Gassen en plasma's zijn toestanden van materie, dat wil zeggen de manieren waarop de componenten van materie zijn georganiseerd, verdeeld en op elkaar inwerken in een bepaalde ruimte..
In het geval van de gassen, de componenten zijn verspreid en proberen zo veel mogelijk ruimte in te nemen. Plasma, aan de andere kant is het gedeeltelijk geïoniseerd gas.
Gassen | Plasma | |
---|---|---|
Definitie | Materie waarin atomen of moleculen vrij bewegen met minimale interactie. | Toestand van geïoniseerde gassen. |
Kenmerken |
|
|
Samenstelling | Atomen en / of moleculen | Positieve ionen en elektronen |
Voorbeelden | Lucht | Ionosphere, de sterren. |
Gassen zijn toestanden van materie waarin componenten (atomen of moleculen) vrij bewegen met minimale interacties met elkaar..
Een vloeistof kan worden omgezet in een gas door kokend. Een vaste stof kan worden omgezet in een gas door sublimatie. Een voorbeeld van sublimatie is wanneer droog garen (vast kooldioxide) bij kamertemperatuur in gas wordt omgezet.
Onze planeet is omgeven door een laag gassen die we kennen als de atmosfeer. De lucht die we inademen is een mengsel van stikstof, zuurstof, kooldioxide, argon en andere elementen en verbindingen in gasvormige toestand..
Gassen kunnen oplossen in een vloeistof, zolang ze niet met elkaar reageren (dat wil zeggen dat ze een nieuwe verbinding vormen). Kooldioxide (kooldioxide) kan dus oplossen in dranken, waardoor koolzuurhoudende dranken die karakteristieke bubbels krijgen wanneer ze worden geopend..
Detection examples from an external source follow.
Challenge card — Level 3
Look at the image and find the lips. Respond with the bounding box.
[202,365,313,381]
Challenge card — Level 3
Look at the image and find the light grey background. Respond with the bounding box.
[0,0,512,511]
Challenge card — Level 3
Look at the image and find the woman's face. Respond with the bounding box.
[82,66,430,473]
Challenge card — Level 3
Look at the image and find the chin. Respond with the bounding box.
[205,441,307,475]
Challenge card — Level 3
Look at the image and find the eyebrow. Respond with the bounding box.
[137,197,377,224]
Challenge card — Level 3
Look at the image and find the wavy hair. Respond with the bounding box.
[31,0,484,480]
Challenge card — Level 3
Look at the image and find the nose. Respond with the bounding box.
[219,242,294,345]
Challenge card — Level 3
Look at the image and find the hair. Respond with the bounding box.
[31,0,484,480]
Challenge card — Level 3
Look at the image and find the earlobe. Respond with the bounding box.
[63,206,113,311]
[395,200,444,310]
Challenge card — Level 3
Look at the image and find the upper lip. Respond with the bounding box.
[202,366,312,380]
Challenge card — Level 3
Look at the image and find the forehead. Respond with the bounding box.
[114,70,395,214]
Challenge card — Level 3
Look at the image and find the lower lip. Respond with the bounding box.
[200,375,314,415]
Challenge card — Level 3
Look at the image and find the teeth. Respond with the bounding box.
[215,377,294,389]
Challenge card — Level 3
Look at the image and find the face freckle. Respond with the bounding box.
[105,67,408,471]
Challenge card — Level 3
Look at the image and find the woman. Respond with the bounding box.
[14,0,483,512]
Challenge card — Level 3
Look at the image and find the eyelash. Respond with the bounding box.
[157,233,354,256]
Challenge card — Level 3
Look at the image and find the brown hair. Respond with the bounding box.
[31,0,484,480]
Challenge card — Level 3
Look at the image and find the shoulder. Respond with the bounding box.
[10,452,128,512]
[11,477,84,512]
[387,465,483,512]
Als we ballonnen opblazen met helium, een gas dat lichter is dan lucht, kunnen ze drijven. Dit komt omdat de dichtheid van helium 0,18 g / l is, terwijl de dichtheid van lucht 1,21 g / l is. Helium heeft ook het voordeel dat het een niet-brandbaar gas is, dat wil zeggen dat het niet brandt.
Plasma is de toestand van materie die het resultaat is van het leveren van energie aan een gas totdat het ioniseert. In die zin bestaat het uit positief geladen ionen of atomen en vrije elektronen. In het heelal is plasma de overheersende toestand van materie.
Voor het maken van plasma is energie nodig. Wanneer een gas bijvoorbeeld zo heet wordt dat de atomen met elkaar in botsing komen tot het punt waarop de elektronen eruit schieten, wordt er een plasma gevormd..
De Britse natuurkundige William Crookes (1832-1919) identificeerde plasma voor het eerst in 1879. De term "plasma" werd in 1928 door Irving Langmuir toegekend tijdens het bestuderen van geïoniseerde gassen..
Hoewel plasma de overheersende toestand van materie in het heelal is, is het van dag tot dag vrij zeldzaam. Laten we een paar voorbeelden bekijken.
In plasmatelevisies geven xenon- of neonatomen fotonen van licht af wanneer ze worden opgewekt. Sommige van deze fotonen werken samen met fosformaterialen, waardoor ze zichtbaar licht uitzenden. Elke pixel op het scherm is opgebouwd uit kleine pixels met verschillende fosforverbindingen voor de kleuren blauw, groen en rood..
Neonlichten zijn glazen buizen gevuld met neongas (of andere gassen). Wanneer elektriciteit door de signalen wordt geleid, komen de elektronen in botsing met de neonatomen, waardoor hun elektronen vrijkomen en het Ne-ion wordt gevormd.+. Het mengsel van vrije elektronen, Ne+ en neonatomen vormen een geleidend plasma. Licht is het resultaat van elektronen die van een hoge energietoestand naar een lagere energietoestand gaan..
De plasmalamp is uitgevonden door Nikola Tesla toen hij experimenteerde met hoogfrequente stromen in een vacuüm afgesloten glazen buis. De heldere lijnen die we waarnemen, komen overeen met het fenomeen filamentatie. De kleuren zijn het gevolg van de relaxatie van de aangeslagen elektronen naar een lager energieniveau.
Wanneer stikstof- en zuurstofatomen in de ionosfeer worden aangeslagen door zonnestraling, komen elektronen vrij. Deze zenden licht uit wanneer ze terugkeren naar hun lagere energietoestand, die op het noordelijk halfrond zichtbaar zijn als aurora borealis en op het zuidelijk halfrond als aurora australis..
Mogelijk bent u geïnteresseerd in:
Niemand heeft nog op dit artikel gereageerd.